Hey guys!
For context, throughout my time in Moscow I had to write a couple of these assignments, called "fragments and vignettes," in which the objective was to write about small moments that were significant and stuck out in my experience somehow. Here is one of them.
The Gruzinskaya Pekarnya about halfway between campus and Novoslobodskaya has become a site of many late-evening khachapuri po adjarski runs for me. Most evenings, the same woman is behind the counter to greet me, an efficient but friendly lady, tall and thin with straight blonde hair. On one particular occasion, after I’ve cleared my plates of beet pkhali (they never seem to have cabbage ones, which I’m very curious to try) and khachapuri, she asks me where I’m from, having heard me falter in Russian plenty of times when ordering. When I tell her that I’m from the USA, she pushes further, asking whether I have Russian parents, and displays visible shock when I explain that I’m half American and half Italian, with no Russian background at all to speak of. It’s an interaction that leaves me feeling full and warm, not only of delicious food, but happiness and satisfaction after a meaningful linguistic interaction that helps me to feel like I’m doing something well.
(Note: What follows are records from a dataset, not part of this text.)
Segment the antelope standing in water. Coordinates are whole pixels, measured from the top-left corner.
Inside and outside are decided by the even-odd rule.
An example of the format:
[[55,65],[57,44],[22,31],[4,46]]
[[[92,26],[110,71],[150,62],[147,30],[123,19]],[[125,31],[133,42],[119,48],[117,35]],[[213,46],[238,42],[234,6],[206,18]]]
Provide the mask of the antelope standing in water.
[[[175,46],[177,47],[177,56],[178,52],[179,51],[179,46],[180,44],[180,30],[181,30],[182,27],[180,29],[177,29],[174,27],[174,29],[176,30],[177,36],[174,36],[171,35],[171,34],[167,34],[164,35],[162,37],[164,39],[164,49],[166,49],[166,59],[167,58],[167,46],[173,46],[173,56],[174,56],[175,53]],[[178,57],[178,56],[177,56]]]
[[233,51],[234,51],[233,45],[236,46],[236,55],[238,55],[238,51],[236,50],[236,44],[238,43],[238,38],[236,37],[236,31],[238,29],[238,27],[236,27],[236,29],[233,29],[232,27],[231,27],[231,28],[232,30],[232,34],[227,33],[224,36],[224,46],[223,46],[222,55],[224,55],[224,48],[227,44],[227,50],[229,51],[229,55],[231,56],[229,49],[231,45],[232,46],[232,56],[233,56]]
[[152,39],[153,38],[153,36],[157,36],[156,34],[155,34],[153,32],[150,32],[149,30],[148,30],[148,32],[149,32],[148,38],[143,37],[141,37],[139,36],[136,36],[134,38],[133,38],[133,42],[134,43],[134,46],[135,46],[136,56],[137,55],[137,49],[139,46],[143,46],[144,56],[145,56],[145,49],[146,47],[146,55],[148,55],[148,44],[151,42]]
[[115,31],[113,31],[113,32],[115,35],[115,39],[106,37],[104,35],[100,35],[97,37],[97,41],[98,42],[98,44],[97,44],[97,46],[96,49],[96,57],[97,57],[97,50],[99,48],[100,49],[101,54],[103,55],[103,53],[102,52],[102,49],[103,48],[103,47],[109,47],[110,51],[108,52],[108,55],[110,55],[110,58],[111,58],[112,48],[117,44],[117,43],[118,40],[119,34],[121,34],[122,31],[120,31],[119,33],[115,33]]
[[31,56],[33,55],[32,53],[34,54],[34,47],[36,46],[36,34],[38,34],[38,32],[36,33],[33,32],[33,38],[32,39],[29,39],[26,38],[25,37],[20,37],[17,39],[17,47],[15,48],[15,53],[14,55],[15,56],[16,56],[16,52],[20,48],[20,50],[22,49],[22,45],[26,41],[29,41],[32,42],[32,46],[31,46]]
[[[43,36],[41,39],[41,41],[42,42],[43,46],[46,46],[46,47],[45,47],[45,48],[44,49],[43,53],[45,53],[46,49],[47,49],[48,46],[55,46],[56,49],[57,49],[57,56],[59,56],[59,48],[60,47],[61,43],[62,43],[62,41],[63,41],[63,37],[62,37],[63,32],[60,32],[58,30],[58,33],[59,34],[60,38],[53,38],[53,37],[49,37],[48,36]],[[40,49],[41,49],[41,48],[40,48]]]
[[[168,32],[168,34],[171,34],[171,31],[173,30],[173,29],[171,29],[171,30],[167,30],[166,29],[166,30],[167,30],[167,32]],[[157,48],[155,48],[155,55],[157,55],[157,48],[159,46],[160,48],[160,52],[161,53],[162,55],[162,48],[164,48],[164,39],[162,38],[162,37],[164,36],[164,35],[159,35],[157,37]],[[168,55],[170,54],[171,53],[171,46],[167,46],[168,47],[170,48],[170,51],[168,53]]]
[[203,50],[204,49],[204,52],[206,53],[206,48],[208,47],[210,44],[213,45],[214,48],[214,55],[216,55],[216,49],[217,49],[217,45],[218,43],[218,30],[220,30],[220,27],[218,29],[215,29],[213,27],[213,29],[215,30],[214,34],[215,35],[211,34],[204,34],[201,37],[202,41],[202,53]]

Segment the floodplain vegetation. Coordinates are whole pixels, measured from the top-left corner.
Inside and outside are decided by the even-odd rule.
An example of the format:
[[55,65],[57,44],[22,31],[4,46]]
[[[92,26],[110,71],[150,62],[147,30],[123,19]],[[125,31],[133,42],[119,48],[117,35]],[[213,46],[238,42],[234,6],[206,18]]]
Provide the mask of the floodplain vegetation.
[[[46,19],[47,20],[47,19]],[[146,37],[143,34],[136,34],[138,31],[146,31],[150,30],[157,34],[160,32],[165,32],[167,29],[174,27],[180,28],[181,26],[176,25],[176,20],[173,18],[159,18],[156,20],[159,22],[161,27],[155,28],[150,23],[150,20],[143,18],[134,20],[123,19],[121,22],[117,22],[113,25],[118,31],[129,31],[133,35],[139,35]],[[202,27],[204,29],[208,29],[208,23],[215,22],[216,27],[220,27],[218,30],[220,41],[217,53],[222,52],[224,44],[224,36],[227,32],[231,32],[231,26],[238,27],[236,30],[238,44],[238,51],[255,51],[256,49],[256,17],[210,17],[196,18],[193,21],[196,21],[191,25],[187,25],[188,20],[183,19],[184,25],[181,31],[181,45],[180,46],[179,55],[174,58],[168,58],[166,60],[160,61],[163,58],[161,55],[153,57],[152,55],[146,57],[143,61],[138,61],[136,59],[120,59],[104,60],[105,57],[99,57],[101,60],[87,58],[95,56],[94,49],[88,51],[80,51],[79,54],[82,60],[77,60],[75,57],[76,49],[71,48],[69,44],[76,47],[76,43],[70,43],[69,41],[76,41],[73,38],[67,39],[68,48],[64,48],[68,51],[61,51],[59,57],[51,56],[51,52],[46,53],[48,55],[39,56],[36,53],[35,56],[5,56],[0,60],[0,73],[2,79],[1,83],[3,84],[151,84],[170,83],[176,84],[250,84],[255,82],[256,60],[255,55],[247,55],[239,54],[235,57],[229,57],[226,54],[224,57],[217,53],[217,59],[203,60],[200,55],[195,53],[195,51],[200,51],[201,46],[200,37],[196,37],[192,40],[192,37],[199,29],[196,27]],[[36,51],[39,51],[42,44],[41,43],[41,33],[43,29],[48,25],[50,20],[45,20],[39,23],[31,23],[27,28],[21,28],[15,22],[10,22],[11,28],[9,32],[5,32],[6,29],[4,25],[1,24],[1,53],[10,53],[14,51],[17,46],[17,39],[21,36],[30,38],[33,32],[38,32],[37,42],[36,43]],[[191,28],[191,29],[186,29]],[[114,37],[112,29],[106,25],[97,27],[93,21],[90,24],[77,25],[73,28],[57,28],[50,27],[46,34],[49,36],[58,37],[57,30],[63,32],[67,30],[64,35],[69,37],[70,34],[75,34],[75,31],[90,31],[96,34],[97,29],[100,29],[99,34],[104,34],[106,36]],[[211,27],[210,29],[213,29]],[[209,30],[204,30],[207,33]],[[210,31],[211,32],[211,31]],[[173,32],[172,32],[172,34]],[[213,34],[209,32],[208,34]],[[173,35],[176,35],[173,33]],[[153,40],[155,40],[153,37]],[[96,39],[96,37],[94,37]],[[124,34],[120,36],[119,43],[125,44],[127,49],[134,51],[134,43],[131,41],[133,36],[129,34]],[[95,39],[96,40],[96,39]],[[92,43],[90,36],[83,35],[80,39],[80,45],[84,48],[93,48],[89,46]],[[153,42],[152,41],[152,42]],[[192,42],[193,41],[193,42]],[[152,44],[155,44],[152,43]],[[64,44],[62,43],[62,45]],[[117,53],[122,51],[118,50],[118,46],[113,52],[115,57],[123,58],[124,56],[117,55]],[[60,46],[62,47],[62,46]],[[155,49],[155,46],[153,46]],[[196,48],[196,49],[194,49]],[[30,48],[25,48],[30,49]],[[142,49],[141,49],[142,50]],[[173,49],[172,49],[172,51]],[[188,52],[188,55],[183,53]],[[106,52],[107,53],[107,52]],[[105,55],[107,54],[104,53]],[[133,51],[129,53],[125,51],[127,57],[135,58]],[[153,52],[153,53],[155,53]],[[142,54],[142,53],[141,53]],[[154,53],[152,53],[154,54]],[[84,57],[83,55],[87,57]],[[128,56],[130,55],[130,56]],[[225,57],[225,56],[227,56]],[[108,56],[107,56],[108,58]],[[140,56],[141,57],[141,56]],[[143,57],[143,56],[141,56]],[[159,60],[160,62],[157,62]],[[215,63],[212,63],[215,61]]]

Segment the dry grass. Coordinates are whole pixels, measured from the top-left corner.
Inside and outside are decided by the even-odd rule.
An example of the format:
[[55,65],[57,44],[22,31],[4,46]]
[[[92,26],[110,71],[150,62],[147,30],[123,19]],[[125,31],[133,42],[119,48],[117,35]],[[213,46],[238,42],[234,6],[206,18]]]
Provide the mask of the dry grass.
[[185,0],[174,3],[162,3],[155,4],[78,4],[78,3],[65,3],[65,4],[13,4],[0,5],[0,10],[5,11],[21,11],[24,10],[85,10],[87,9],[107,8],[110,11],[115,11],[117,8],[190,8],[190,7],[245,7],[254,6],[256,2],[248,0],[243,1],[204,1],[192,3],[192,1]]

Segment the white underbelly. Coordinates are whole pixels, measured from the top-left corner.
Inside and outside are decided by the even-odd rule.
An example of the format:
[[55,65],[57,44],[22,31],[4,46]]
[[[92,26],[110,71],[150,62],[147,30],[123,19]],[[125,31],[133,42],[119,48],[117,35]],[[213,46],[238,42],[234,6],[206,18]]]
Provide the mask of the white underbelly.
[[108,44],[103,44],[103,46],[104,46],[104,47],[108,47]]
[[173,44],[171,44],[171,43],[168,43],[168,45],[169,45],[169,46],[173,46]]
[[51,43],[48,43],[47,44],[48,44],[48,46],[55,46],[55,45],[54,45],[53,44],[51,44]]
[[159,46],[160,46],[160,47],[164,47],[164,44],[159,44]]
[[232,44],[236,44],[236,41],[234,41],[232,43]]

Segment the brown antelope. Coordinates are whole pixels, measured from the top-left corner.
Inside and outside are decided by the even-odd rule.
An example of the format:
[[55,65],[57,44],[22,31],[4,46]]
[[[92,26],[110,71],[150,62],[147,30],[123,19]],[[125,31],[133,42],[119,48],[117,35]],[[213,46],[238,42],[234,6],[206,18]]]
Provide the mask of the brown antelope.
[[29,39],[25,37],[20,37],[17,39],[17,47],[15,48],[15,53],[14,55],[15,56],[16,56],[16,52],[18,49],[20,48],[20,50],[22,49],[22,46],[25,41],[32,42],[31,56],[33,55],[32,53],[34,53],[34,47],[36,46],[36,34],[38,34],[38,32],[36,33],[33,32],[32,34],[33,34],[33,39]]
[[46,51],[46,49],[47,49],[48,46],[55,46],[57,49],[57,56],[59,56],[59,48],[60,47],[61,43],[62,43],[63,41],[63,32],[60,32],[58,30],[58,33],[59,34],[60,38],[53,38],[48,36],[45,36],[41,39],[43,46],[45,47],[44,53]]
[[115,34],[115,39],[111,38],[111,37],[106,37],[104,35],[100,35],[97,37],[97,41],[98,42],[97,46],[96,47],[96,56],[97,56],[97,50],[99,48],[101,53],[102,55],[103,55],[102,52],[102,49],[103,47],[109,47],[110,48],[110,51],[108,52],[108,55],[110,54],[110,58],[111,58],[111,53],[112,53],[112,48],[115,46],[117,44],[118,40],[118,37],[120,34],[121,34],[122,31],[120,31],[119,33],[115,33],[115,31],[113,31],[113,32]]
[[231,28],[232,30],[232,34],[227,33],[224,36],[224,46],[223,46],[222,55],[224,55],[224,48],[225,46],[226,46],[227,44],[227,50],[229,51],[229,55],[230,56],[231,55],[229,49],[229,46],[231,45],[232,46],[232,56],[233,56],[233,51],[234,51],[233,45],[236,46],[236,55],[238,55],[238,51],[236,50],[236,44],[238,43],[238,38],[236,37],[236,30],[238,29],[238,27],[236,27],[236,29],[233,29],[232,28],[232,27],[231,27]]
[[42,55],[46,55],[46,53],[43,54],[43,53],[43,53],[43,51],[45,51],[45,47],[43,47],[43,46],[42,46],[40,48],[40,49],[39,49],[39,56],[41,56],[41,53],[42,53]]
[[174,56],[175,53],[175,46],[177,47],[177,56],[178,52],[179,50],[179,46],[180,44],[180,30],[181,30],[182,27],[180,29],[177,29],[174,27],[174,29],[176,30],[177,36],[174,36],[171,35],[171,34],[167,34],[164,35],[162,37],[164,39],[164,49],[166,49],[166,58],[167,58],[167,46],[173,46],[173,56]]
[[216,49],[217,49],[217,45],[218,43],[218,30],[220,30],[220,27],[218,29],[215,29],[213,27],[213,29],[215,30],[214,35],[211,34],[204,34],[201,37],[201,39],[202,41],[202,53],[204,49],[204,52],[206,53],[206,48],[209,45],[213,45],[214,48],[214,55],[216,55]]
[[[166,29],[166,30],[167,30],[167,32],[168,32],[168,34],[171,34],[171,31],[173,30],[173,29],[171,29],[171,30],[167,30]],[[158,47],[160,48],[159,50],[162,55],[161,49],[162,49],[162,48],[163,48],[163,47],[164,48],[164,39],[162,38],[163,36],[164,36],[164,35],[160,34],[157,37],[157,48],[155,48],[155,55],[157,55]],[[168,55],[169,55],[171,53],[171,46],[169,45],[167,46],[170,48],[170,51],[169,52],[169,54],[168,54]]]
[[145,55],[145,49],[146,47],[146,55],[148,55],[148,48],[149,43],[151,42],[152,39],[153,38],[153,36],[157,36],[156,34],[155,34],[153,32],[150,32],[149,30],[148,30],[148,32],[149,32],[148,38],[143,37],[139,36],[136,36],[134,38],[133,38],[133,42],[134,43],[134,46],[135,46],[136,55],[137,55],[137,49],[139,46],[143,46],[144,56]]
On the last morning of our St Petersburg trip, the beautiful Venice of the North that it’s taken me all of three days to fall madly in love with holds another little treat in store, beyond a potential sugar rush. Our breakfast in the little pishki and coffee cafeteria across the street, which reminds me so much of the canteen at the Azerbaijan University of Languages that I spent so much time in over my summer, is dominated today by an appropriately round ginger cat. It accepts pats and scratches willingly, and then as we jump start our energy for the day of travel that lies ahead, jumps up on a chair next to a friendly babushka, who responds just as enthusiastically. The tender moment is now forever immortalized in a quick candid shot I manage to capture on my smartphone.
Even in the increasingly harsh cold of the almost perpetual November darkness, I still try to push myself to take little walks around the neighborhood, rounding the same series of corners in Miussky Park across the street. On one occasion, I notice in a bush, now just a collection of stark branches devoid of any flowers or leaves, a series of two or three former jugs of water, with large gaping holes cut into their sides, and birdseed sprinkled in the interior. This ingenious reappropriation of plastic materials widely and appropriately regarded as dangerous for the environment as birdfeeders seems fitting.
One evening, Qiao and I decide to finally venture across the street to try the Chinese restaurant inside Druzhba, which even my Lonely Planet guide to Moscow regards as a decent eatery. After a surprising amount of trouble navigating the labyrinth of the mall trying to find the place, we find ourselves in a little corner of existence that seems to have instantly transported us across Eurasia. The patrons inside chatter and laugh amongst themselves, and shouts over the sizzling of the stoves, likely concerning their orders echo from the kitchen - both are entirely Mandarin. I find myself questioning whether I can even use Russian in this place. Its authenticity is confirmed, and the warm broth and noodles, for a time at least, ward off the chill of the November afternoon.
On an exceptionally rainy evening, having failed to add any ticket stubs to my growing collection from various museums and other places I’ve visited in Russia for a while, I decide to seek out the Jewish Museum and Center of Tolerance, equally out of interest, and hope that it will offer relevant and poignant information to inspire my term paper. I wind up spending many hours inside, enthralled at its highly technologically interactive and expansive exhibits, and also the surprising amount of the parts of them written only in Russian that I’m able to understand. I hear a couple of families with young children, clad in monochromatic Hassidic garb, speaking to each other in Hebrew. I wonder if they may be members and exemplaries of this curious and beautiful community of Israeli citizens resident in Moscow, this inspiration of my upcoming work that has brought me to this museum.